What You Should Do If a Debt Collector Has Sued You- Advice
If a debt collector is suing you for a debt, you will need to do some legal research and write some “motions.” Motions are the way you ask the judge to take some action, such as withdrawing the case, or requiring the debt collector to provide you with some documents you have requested. Much of the research you already need to do is actually very easy to find, and you can easily find the forms you need to follow as well. All of this stuff is on the court, and it’s not difficult to find or use.

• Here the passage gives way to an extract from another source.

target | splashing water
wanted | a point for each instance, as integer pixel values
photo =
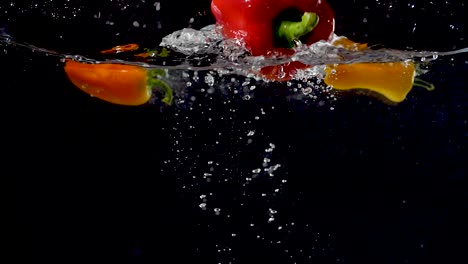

“The first document you will face in a debt action as a claimant is the “Complaint” or “Petition.” It is the document that states you owe money to the corporation and why. If you look at a few of them, you’ll see that they follow a pattern that is very clear. In reality, in my experience, all the cases brought against my clients by any given corporation looked almost exactly the same, with only the numbers altered. This isn’t science for rockets. They’re doing that because they’re learning how to say what they want to say and doing it over and over again. Makes sense, does it?
Each court has clerks, and almost all the courts have computer records of each case filed in the jurisdiction these days as well. You can ask a clerk to lead you to a machine like that. “You do a quick search while there: “the name of the corporation suing you.” This search can pull up hundreds of entries, and if you go to the archives, you can find that almost everyone starts with a petition that looks strikingly like yours. Wait, though. You want to see the answer-what that’s shows you what you need to do. And for this, you would want the pages that are sometimes referred to as the “docket sheets” and sometimes referred to as the “case histories” of a few of the instances you found. Or maybe you should collect the data directly from the table of contents of the case.